On the other hand, because the Markman process (in particular the identification of the terms in dispute) often occurs months before final contentions are due, it is not unusual for final detailed contentions to result in additional claim construction disputes, which the Court must resolve long after the initial Markman process.
Judge Noreika recently issued oral orders in several cases specifically to address this timing. A few days after the parties in those cases had submitted proposed scheduling orders, Judge Noreika issued the below order:
The parties in these cases shall provide final contentions (i.e., final infringement and invalidity contentions, as well as final non-infringement and validity contentions) at least three weeks before Plaintiff serves its opening claim construction brief. The parties are encouraged to exchange proposed claim terms and proposed constructions early in the case and certainly prior to the deadline for final contentions. Final contentions shall include a party's contentions under its proposed construction(s), as well as under the opposing construction(s) (if such an alternative contention exists). The joint claim construction chart shall be due one week after the parties have completed their exchange of final contentions, and the joint claim construction brief must be filed at least three weeks before the claim construction hearing. The parties shall leave at least three weeks between the claim construction hearing and the opening of expert discovery.

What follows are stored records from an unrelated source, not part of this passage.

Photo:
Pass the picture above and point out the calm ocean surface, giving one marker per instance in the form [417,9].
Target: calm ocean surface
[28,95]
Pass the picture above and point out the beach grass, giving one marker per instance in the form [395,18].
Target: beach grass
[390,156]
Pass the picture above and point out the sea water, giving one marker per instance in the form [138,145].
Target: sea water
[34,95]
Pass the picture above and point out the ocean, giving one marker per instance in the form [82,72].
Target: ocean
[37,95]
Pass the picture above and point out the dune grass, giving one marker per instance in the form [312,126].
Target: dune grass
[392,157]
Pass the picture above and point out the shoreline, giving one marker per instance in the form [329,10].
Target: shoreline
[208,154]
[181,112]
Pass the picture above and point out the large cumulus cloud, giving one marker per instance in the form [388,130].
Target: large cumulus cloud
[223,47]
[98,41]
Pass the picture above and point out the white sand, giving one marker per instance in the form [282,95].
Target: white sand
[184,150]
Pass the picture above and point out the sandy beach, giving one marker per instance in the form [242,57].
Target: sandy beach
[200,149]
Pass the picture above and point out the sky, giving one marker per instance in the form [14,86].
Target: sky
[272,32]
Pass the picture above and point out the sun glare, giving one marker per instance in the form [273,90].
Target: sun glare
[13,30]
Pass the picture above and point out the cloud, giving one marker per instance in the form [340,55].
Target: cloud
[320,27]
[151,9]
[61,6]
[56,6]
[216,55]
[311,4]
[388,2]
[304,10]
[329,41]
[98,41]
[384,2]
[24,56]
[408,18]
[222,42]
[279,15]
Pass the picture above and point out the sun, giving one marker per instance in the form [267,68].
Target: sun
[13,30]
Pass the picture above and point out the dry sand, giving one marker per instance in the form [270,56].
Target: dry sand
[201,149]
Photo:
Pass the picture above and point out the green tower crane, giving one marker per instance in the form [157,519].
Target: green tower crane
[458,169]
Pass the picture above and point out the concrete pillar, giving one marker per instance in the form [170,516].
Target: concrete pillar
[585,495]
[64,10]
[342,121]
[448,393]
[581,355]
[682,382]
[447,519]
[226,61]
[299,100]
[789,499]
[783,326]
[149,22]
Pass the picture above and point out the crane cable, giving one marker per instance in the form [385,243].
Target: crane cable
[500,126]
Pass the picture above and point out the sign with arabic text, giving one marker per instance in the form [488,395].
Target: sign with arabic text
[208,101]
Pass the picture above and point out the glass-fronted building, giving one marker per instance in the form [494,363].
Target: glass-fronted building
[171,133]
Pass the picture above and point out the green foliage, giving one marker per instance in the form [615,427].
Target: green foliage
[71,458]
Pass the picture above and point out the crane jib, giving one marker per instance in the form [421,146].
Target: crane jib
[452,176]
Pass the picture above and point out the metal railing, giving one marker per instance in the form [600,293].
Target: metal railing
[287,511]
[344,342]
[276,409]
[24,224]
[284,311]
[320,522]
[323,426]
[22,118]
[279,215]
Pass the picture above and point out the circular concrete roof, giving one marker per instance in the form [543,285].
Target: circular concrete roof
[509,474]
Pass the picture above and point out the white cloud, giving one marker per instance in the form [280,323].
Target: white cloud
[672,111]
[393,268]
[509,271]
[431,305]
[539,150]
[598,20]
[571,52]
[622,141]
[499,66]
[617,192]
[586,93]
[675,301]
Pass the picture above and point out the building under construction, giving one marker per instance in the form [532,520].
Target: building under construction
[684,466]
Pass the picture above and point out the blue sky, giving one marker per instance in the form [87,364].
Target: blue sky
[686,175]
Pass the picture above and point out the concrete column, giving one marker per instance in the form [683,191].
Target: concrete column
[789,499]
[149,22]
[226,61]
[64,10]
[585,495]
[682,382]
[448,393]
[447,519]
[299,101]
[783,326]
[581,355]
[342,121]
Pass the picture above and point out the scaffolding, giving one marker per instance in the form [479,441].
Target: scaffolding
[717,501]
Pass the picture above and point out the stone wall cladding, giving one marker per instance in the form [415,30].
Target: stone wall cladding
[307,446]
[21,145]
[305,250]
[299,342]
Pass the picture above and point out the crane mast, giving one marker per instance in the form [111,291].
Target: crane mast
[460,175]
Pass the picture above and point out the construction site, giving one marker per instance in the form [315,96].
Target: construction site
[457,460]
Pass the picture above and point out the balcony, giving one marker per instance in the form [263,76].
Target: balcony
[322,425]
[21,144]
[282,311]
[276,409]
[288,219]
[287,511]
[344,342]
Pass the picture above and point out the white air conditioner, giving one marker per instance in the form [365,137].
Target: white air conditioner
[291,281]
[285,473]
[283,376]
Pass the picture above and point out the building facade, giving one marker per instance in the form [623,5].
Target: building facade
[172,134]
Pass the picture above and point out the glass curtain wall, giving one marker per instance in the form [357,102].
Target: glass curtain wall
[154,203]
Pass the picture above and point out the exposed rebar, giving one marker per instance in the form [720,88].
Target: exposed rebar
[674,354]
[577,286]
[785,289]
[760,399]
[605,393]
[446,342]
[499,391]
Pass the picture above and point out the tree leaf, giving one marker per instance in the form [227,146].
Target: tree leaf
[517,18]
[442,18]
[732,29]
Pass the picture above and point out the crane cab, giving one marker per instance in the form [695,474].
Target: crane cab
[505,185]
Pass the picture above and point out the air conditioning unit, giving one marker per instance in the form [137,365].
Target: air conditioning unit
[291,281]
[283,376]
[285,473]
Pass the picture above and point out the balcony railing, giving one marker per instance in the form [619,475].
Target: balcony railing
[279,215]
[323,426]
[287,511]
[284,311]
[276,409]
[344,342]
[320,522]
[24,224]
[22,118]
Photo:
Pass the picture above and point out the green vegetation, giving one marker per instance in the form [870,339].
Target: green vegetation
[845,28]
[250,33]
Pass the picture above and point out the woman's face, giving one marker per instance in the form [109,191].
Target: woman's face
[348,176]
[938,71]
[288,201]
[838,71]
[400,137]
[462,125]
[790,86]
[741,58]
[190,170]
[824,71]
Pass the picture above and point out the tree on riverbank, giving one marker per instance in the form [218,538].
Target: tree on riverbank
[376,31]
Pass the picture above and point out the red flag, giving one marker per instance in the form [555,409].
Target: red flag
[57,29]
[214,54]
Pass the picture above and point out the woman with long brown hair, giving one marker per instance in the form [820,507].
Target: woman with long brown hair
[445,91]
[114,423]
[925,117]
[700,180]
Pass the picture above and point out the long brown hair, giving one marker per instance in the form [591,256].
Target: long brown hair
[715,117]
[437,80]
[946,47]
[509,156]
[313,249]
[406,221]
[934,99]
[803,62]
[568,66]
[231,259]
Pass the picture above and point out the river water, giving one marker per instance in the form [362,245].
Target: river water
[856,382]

This procedure is notable in several respects:
First, it includes not only final infringement and invalidity contentions (i.e., contentions for the issues on which the parties bear the burden of proof) but also non-infringement and validity contentions, which are not typically part of the staged contention schedule, and are instead addressed in interrogatory responses (and thus possibly subject to different deadlines for supplementation).
Second, it encourages parties to exchange proposed terms and constructions before the deadline for final contentions, but requires that the joint claim chart is filed after the final contention deadline. That will likely mean a substantial amount of jockeying in the claim construction process between the time final contentions are issued and the submission of the joint claim chart.

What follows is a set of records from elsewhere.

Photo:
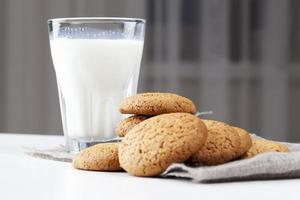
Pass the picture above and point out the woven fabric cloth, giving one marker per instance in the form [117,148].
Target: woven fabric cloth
[264,166]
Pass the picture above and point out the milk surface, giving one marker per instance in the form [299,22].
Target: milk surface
[93,76]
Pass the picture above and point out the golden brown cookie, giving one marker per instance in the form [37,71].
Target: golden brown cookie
[127,124]
[246,141]
[261,146]
[222,145]
[154,144]
[156,103]
[100,157]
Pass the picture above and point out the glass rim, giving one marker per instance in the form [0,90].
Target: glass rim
[95,19]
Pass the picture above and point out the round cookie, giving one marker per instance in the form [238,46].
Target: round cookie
[222,145]
[262,146]
[100,157]
[154,144]
[156,103]
[246,141]
[127,124]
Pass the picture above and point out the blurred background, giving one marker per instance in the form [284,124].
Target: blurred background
[239,58]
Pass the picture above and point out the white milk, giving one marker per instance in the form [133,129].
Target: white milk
[93,76]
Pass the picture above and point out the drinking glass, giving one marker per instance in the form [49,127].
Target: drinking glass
[97,64]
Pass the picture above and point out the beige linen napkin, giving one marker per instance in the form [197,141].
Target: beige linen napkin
[264,166]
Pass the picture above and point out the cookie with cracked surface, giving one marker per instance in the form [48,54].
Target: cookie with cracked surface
[127,124]
[246,141]
[222,145]
[154,144]
[262,146]
[100,157]
[156,103]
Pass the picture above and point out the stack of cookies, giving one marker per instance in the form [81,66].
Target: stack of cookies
[163,130]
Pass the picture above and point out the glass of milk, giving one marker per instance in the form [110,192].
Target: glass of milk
[97,64]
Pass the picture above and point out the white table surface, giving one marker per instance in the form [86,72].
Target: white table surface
[24,177]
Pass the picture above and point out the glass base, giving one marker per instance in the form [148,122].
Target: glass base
[76,145]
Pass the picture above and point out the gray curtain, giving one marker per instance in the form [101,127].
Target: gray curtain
[239,58]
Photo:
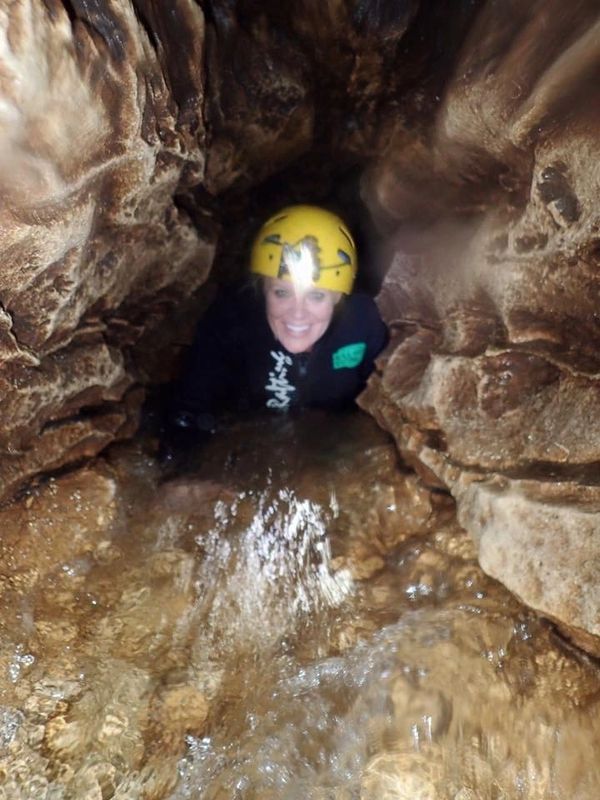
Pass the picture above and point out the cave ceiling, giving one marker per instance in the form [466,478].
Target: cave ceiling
[141,142]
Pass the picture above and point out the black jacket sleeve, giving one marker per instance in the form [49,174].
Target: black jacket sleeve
[377,336]
[208,379]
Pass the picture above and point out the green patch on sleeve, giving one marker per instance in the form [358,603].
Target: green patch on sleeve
[349,356]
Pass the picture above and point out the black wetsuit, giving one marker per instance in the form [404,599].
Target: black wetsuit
[236,363]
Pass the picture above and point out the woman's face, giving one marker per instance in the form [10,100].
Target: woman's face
[298,316]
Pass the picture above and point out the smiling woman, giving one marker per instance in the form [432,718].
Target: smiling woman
[302,339]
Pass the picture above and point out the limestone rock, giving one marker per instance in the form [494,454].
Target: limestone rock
[100,126]
[490,385]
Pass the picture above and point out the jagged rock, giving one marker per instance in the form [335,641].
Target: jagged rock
[490,385]
[100,126]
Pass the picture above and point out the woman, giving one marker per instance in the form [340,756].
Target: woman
[295,338]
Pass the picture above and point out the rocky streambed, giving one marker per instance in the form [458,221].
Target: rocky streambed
[318,628]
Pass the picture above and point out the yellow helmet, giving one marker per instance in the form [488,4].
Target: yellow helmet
[307,245]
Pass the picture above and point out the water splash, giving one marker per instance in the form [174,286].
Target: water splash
[257,584]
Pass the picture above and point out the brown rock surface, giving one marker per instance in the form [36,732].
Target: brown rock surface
[490,385]
[129,129]
[100,126]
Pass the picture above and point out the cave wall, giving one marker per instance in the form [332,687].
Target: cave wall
[131,133]
[492,292]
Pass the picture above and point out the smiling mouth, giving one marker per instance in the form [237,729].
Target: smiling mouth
[297,329]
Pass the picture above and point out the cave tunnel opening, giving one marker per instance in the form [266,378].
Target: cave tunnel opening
[398,605]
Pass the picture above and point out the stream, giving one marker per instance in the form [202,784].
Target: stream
[298,618]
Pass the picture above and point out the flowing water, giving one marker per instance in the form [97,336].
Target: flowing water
[315,626]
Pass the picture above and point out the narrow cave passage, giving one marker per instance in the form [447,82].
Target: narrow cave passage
[392,603]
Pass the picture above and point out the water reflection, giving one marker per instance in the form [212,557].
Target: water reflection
[318,630]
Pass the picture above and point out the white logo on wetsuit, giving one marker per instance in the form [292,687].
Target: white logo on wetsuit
[278,382]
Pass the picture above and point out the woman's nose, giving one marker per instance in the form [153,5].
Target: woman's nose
[299,307]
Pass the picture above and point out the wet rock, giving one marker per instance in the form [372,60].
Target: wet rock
[92,237]
[491,378]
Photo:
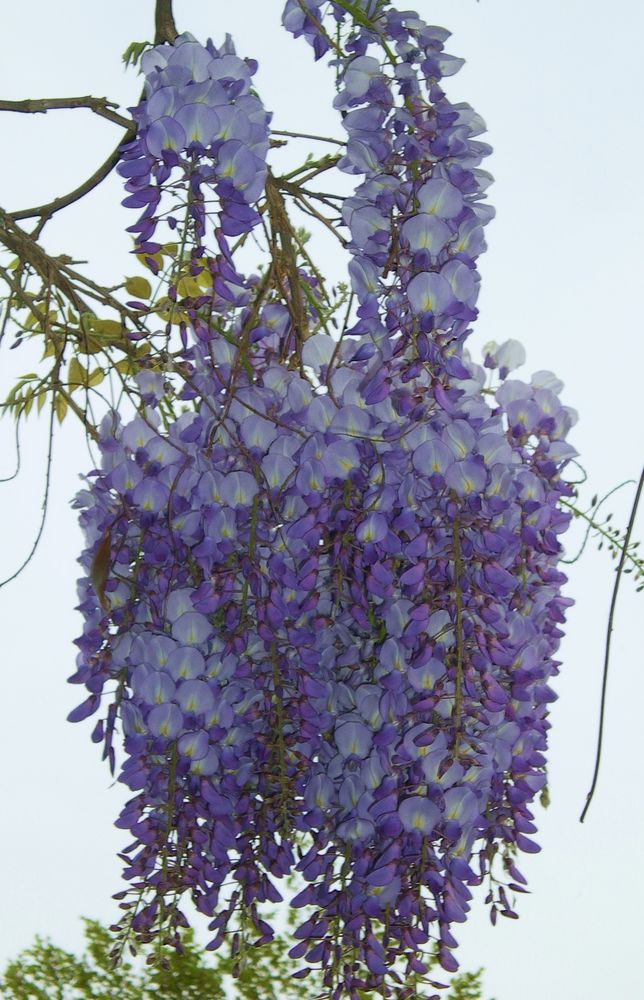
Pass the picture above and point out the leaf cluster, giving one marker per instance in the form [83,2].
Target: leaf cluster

Third, it requires that the disclosure of each party's contentions under its own constructions and its alternative contentions under the opposing party's constructions (if such alternative contentions exist). Parties would be well-advised to include alternative contentions if they have them.
Fourth, the order requires at least three weeks between the claim construction hearing and the opening of expert discovery. Judge Noreika often provides claim construction rulings from the bench, and a three-week gap would provide (just) enough time for the parties and their experts time to focus on the claim construction positions adopted by the Court, and avoid having to provide alternative positions.
Although this order encourages parties to exchange claim construction positions "early in the case," it seems likely that parties will propose later Markman deadlines in addition to earlier final contention deadlines, to ensure that sufficient fact discovery has occurred to create meaningful final contentions.